HD Lenses: The Cream of the Crop

Canon's Digisuper 27AF HD lense.SEATTLE
There's a strange dichotomy going on in the television production business right now: while the general business climate dictates watching every nickel and dime being spent, broadcast lensmakers report that they're still doing a good business in their top-of-the-line, expensive, studio lenses.

It's a well-known, and well-proven fact that the final video image is only as good as the weakest part of its image path, from the lighting, scenic design and makeup on the set itself, through the lens, the imagers and processors in the camera, through the recording, post production and mastering process. To get the best images, every step of the process has to be top drawer.

Which leads to the customers for these high-end studio lenses. "These are people who are making the investment for the ultimate in HD, and they want top-of-the-line lenses," said Larry Thorpe, national sales executive for Canon Broadcast & Communication Division. "That's the sort of level that we sell them to—someone who really wants the best." That type of customer is making big bets on the success of their productions. "The big box lenses [are being sold] primarily to the networks, sitcoms, some PBS stations… and a few into large churches," said Dave Waddell, marketing manager for Fujinon. "It's where quality is really the number one issue, instead of budget."

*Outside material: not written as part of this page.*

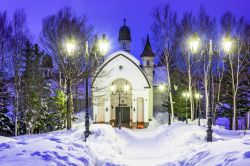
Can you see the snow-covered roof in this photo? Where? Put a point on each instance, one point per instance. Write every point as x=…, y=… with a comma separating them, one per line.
x=127, y=54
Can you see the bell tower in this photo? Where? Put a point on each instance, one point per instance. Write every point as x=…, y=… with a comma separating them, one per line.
x=124, y=37
x=148, y=60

The Abundant Faith Living Center recently purchased a new Fujinon HA18x7.6ERM Premier Series lens for its newly constructed facility. The lensmakers said that customers at that level do long and careful evaluations of the premier lenses, with side-by-side shootouts to determine which one is the best for their particular needs. If they're going to be paying upwards of $70,000 for a lens, they're going to make sure it's worth it.

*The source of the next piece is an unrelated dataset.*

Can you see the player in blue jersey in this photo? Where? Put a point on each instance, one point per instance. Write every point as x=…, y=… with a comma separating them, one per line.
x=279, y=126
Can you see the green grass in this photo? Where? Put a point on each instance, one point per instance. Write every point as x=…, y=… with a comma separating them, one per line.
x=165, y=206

Which raises the question, why do these studio lenses cost so much? You can begin with the fact that economy of scale goes out the window on this type of lens. Where a lensmaker may sell tens of thousands of any particular model of its ENG lenses, and perhaps hundreds of thousands of lenses affixed to consumer-grade camcorders, the market for top-tier studio lenses might be in the hundreds. So the design and tooling costs for these lenses can't be spread over thousands of units.

Because cost, in relative terms, is no object for these lenses, the designers really do start with a blank sheet of paper. Their object is to transmit the greatest amount of light through the lens, optimizing resolution, color resolution, contrast, and subduing or submerging optical aberrations. Thorpe noted that Canon's top studio lens has three dozen elements, fashioned from 20 different kinds of glass, each with its own optical properties.

The bigger the lens elements, the more light they can pass. This not only benefits the users in low light situations, but the wide f/stops these lenses can open to provide a smaller depth of field, which can be beneficial in making talent look their best on a close-up.

Using more optical glass elements in a lens provides more arrows in the designer's quiver. "[He can] optimize all the good image quality parameters, while minimizing all the tough optical aberrations, and there are many," said Thorpe.


The downside of all those glass elements is that a great deal of light is lost to reflection as a light wave passes into and out of each piece of glass. The simple laws of physics dictate a 4-percent light loss at every glass element to air surface: 4 percent going in, 4 percent coming out. The more optical elements, the more light lost to reflection. The compounding effect of that 4-percent loss means that a lens with 30 elements would have an over 90-percent loss of light due to reflection.

To combat such light-consuming reflection, lensmakers have developed exotic optical coatings, which have to be applied in multiple coatings to handle different wave lengths of the visible spectrum. The coatings themselves, plus the application process, multiplied by more elements, raises the cost of the lens even more. (One additional benefit of the optical coatings is that they also reduce or eliminate the ghosting or glare from stray light coming into the lens from off-axis.) In addition to using more expensive glass, more and larger optical elements, the cost of the lens rises further because of the higher finishing specification, where each element is ground to perfect smoothness measured in nanometers.

If you have more optical glass elements in a zoom lens, you need more hardware within the lens box to hold and position those elements. "The servo system's much more sophisticated," said Waddell. "The servos are much faster in these lenses."

Another effect the lensmakers fight in the mechanics of a lens is so-called "breathing," where the apparent focal length changes slightly as the lens is focused.

Even in tight financial times, studios that have spent millions on the quality of their video images have seen the value in buying the best-of-the-best lenses, at a pretty penny.